DOWN, DOWN – AND BACKUP?Nordic private equity volumes peaked in 2005 and have been on a downward trend since. With deal levels so low in 2009 year-to-date, it will be hoped that the trough has been reached
DENMARK | FINLAND | NORWAY | SWEDEN | NORDIC REGION | ||||||
Announcement | Deal Value | No. | Deal Value | No. | Deal Value | No. | Deal Value | No. | Deal Value | No. |
Date by Year | ($m) | ($m) | ($m) | ($m) | ($m) | |||||
2004 | 1,234 | 16 | 1,155 | 14 | 599 | 9 | 3,754 | 30 | 6,743 | 69 |
2005 | 23,615 | 32 | 1,739 | 15 | 1,088 | 19 | 5,117 | 59 | 31,559 | 126 |
2006 | 1,157 | 23 | 903 | 12 | 1,358 | 15 | 12,415 | 52 | 15,833 | 102 |
2007 | 3,329 | 27 | 226 | 18 | 2,040 | 12 | 5,903 | 47 | 11,498 | 104 |
2008 | 1,577 | 26 | 11 | 11 | 1,461 | 20 | 1,710 | 37 | 4,758 | 96 |
2009 YTD | 25 | 8 | 415 | 4 | 34 | 5 | 341 | 19 | 816 | 37 |
SEEKING A SECONDARY SOLUTION
Various pressures have forced Nordic LPs to find ways of restructuring their private equity programmes – the secondary market stands to benefit
In the wake of the financial crisis, it was well documented that the “denominator effect” had thrown LP portfolios out of kilter and resulted in many of them being over-allocated to private equity.
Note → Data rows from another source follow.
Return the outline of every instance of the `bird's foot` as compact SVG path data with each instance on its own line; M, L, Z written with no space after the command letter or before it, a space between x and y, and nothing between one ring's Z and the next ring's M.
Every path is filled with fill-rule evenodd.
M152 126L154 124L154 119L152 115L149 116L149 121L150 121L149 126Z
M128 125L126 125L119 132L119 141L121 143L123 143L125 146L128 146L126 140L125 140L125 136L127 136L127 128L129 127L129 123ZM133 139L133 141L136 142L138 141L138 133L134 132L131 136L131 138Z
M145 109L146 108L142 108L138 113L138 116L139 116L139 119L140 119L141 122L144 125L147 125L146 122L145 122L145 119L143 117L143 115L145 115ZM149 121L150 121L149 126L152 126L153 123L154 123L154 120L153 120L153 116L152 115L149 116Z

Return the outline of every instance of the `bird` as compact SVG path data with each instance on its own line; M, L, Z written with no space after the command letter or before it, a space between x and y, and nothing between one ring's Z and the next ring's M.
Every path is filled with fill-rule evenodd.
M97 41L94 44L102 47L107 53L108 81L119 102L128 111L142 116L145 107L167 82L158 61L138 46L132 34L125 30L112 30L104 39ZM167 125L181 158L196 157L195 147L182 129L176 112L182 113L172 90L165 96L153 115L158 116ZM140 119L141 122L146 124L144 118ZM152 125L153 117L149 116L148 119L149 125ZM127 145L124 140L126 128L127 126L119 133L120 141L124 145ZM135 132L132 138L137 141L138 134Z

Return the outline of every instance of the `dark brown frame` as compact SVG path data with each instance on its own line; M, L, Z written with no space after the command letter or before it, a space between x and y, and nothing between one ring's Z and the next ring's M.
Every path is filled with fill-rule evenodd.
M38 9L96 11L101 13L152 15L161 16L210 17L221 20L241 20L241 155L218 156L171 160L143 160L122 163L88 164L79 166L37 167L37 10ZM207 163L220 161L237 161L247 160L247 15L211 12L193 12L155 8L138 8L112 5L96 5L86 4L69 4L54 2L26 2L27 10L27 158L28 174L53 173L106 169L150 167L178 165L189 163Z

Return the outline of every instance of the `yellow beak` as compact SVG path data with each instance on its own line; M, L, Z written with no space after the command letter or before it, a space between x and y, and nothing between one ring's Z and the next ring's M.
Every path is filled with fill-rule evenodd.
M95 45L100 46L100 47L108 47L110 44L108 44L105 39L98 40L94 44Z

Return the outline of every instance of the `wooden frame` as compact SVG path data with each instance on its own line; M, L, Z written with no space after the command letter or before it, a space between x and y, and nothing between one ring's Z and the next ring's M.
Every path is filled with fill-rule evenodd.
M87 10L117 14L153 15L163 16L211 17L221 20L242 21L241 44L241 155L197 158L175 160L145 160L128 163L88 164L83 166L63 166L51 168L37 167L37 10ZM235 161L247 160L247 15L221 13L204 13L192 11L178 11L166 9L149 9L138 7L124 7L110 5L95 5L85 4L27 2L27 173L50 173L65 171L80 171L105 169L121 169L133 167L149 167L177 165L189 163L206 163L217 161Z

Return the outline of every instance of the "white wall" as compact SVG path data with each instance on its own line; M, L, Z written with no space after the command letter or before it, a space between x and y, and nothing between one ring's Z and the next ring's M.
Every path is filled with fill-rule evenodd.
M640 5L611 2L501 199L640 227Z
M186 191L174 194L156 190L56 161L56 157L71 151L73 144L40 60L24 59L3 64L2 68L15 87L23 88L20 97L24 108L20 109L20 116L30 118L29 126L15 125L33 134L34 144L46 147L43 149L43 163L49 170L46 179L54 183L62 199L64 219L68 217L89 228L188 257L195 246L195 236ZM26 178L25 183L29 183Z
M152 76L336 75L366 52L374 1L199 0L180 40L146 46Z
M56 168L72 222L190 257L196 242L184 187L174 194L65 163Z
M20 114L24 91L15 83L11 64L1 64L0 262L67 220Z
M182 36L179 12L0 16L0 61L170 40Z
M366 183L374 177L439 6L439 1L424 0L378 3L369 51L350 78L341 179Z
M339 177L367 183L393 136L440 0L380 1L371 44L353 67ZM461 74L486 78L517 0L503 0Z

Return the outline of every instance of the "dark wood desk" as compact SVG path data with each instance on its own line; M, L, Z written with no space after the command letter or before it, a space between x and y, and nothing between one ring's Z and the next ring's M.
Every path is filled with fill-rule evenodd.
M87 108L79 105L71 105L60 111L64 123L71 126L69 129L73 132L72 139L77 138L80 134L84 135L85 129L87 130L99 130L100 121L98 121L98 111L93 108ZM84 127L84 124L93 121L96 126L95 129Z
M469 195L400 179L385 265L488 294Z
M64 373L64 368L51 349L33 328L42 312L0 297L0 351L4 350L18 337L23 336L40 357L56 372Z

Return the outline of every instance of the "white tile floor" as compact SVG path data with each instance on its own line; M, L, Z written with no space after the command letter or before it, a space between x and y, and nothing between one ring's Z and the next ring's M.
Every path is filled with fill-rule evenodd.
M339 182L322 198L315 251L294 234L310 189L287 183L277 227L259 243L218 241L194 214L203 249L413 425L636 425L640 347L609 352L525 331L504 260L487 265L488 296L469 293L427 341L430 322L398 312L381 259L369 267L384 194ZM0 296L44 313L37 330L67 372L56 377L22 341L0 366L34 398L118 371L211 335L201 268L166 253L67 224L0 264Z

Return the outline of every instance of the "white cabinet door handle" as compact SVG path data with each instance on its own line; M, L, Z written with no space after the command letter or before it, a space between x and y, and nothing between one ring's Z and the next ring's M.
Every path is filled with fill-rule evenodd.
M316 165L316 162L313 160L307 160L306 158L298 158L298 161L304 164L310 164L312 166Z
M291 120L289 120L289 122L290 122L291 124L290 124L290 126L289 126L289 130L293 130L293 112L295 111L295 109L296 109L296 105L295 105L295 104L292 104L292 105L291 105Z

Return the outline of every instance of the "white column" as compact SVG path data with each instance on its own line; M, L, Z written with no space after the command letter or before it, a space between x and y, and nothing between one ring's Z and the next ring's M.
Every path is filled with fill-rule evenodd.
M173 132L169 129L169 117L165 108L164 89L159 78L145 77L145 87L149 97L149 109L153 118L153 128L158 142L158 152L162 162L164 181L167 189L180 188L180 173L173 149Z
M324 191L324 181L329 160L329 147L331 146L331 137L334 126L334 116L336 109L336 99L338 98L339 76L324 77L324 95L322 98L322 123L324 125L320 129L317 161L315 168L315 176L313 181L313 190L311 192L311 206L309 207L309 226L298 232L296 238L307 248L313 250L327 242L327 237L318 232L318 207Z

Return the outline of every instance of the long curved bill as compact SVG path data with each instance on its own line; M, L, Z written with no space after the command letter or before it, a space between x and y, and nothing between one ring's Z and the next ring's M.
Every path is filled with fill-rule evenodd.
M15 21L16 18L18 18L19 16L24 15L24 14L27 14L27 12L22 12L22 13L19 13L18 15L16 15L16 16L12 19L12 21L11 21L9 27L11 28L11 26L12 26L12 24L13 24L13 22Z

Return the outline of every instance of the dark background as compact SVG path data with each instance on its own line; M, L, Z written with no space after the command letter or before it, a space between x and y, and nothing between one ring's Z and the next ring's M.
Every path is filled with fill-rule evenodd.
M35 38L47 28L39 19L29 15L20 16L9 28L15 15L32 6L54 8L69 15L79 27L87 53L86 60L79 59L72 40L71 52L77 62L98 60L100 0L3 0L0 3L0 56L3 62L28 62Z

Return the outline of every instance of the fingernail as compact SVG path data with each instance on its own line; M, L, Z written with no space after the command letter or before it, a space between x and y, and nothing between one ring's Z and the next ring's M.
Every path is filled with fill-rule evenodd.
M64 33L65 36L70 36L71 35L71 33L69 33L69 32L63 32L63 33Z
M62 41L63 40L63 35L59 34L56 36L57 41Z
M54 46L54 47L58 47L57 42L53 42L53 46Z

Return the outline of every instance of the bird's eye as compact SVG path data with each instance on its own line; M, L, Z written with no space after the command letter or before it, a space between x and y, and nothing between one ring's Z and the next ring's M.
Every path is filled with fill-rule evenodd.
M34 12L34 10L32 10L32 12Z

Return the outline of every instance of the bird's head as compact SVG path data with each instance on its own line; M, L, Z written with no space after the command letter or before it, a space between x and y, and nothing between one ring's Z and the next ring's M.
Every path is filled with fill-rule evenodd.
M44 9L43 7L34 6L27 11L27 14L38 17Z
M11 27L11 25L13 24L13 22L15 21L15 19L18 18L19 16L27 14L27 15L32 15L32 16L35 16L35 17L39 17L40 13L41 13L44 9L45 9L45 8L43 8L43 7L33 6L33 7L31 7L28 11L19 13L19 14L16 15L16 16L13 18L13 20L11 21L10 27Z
In the Nordic region, this was compounded by restrictive rules which set limits on the amount of private equity exposure an organisation is allowed to have.
In Norway, there are external rules which dictate, for example, that a pension is allowed a maximum 7 percent allocation to private equity as a percentage of its total assets under management. In Sweden, the limit is frequently an internal rule and hence self-imposed. In any case, the rules mean that Nordic LPs had to respond swiftly to the crisis. In some cases, this meant pleading for a temporary exemption to the rules. It also meant the need to re-balance portfolios – and perhaps exploring the secondaries market as a tool to assist them with this.
Till Gutzen, a partner at Nordic secondaries specialist Cubera Private Equity, says his firm – which does direct and indirect secondary deals where there is a Nordic angle – has looked at 120 potential deals in the last two and half years and completed seven. He adds: “A lot of LPs are re-thinking their programmes. Some are over-exposed to certain sectors or to the Nordic region, some have regulatory boundaries. Others want to buy more of the funds they are already in. The large programmes know they can use the crisis to tailor their programmes and fine-tune their portfolios.”
Gutzen says the Nordic deal market is just starting to regain some momentum, with finance of up to SEK5 billion (€483 million; $717 million) now available for deals from local banks. Hence: “The capital will be called and they [the LPs] will need that capital from somewhere. Some have understood that, some haven't.”
Those that have understood have no doubt been putting out a few calls to secondaries firms like Cubera.